Friday, 21 March 2014

Hyper Texts & Applique Astronauts

As I prepare for a weekend of workshops with Leicester Writers' Club, I'm still enjoying the harvest from last Saturday's publishing fair - States of Independence. This wonderful event is organised very year by the team at DMU's Creative Writing Department and is a highlight in the packed cultural calendar of Leicester and the East Midlands. Indeed the dozens of indie publishers came from far and wide and the rooms of the Clephan Building were thrumming with free workshops, book launches, panel discussions and readings. That's if you could tear youself away from corridors lined with bookstalls. The one laden with luscious-looking poetry chapbooks was especially seductive - how often do you get to browse such a range of contemporary poets and chat to the editors? And while you were burning the plastic and amassing a rucksack of new purchases, you were also greeting new and old writer friends because everybody was there ...

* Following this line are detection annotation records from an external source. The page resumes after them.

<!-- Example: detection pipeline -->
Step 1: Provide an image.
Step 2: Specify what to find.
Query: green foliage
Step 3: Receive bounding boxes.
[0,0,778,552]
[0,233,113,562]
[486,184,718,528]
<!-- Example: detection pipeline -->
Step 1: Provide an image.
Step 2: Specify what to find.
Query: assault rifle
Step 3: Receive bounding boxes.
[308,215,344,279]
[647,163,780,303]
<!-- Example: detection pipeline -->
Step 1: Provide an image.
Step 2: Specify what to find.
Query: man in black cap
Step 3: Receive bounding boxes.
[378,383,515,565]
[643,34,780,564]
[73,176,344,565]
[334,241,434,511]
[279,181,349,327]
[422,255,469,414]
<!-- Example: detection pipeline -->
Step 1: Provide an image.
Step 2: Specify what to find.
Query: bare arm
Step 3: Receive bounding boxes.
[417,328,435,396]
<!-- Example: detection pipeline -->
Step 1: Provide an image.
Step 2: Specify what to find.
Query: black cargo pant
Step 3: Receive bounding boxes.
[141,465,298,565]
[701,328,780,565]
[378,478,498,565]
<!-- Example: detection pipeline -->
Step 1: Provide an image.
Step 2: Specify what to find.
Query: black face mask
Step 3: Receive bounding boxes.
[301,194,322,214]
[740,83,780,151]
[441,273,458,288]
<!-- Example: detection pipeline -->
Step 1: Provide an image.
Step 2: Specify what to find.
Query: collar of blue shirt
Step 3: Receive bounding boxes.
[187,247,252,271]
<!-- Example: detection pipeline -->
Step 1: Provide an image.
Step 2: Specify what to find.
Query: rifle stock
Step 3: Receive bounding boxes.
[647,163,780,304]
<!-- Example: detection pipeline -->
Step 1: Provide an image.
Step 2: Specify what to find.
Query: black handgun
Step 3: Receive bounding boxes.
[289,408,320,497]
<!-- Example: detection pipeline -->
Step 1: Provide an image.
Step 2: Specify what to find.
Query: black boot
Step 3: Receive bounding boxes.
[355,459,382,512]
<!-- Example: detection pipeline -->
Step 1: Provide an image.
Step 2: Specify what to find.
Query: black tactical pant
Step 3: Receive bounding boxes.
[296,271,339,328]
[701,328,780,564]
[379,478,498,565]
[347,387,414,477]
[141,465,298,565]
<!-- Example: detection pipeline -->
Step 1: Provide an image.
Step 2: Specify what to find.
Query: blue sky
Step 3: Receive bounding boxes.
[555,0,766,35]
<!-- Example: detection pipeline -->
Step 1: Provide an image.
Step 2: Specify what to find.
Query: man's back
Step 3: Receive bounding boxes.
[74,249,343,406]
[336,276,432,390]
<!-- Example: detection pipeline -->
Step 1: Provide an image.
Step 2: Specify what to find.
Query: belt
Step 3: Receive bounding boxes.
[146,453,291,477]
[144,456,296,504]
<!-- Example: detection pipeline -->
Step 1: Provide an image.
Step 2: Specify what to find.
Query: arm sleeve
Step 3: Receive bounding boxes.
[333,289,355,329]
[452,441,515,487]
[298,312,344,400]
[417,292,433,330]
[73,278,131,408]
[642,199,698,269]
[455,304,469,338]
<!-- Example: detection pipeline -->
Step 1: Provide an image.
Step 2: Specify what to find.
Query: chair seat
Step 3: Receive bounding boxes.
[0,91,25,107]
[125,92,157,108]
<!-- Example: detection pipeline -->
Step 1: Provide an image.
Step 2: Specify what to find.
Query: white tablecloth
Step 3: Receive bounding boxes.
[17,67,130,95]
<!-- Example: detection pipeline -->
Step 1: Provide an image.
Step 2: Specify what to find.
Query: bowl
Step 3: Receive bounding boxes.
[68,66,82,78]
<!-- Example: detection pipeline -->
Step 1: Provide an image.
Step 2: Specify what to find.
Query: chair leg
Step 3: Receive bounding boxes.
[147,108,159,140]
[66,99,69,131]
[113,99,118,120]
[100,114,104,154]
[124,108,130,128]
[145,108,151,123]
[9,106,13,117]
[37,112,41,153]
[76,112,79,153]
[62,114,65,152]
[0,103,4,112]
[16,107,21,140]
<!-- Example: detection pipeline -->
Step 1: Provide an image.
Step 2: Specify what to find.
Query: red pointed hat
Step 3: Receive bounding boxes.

I particularly enjoyed book launches by Margaret Penfold - for her marvellous novel Patsy set in the British Mandate of Palestine - and Caroline Cook - for her chapbook Primer, an exquisitely packaged volume of poetry by Soundswrite Press.  A panel discussion on Digital Poetry was quite mind-blowing on new possibilities for poetry as an art form blended with e-technology. Questions like: can the hyper-text become the text? do we need a fixed entry/exit point into a poem? can the text play simultaneously with other aural/visual/ tactile media? is the 'reader' the 'performer' of the text in the interactive world of e-communication? I have no idea of the answers to these questions. But just as the printing press transformed our approaches to narrative and invented the novel - so I do think we will reach a point where we stop just 'loading up' poetry texts onto the computer and pretending it's a page - and begin to create in new ways that the screen ennables.

And as for the tottering pile of new books I brought back, the first I reached for was an Oystercatcher Press chapbook by Lucy Sheerman: Rarefied (falling without landing). I was inevitably drawn in by the beautiful image of an astronaut who seems to have been stitched out of applique. It turns out to be inspired by a documentary about the Apollo wives, who were not only trapped in a media circus throughout the Apollo years but who subseqently suffered a spiralling rate of divorce. I remember watching that progamme and thinking 'someone will write poems about those wives.' The dozen poems in this sequence are haunting, lyrical, witty, sad, mysterious and - spaced out. Distances open between their ten lines. Separation ruptures. Loss leaks out. I especially liked her referencing of the myth of a spellbound Theseus abandoning Ariadne on an island after their love- affair:

'... she finds him gone again.
... She just looks upon the moon and the stars,
gifts he gave to the dark and empty skies.
Incongruous as rain in the desert.'

I am sure I will be returning to this chapbook, even as my own space obsession grows. And my reading will be deepened by this interview with the poet on her experience of writing it.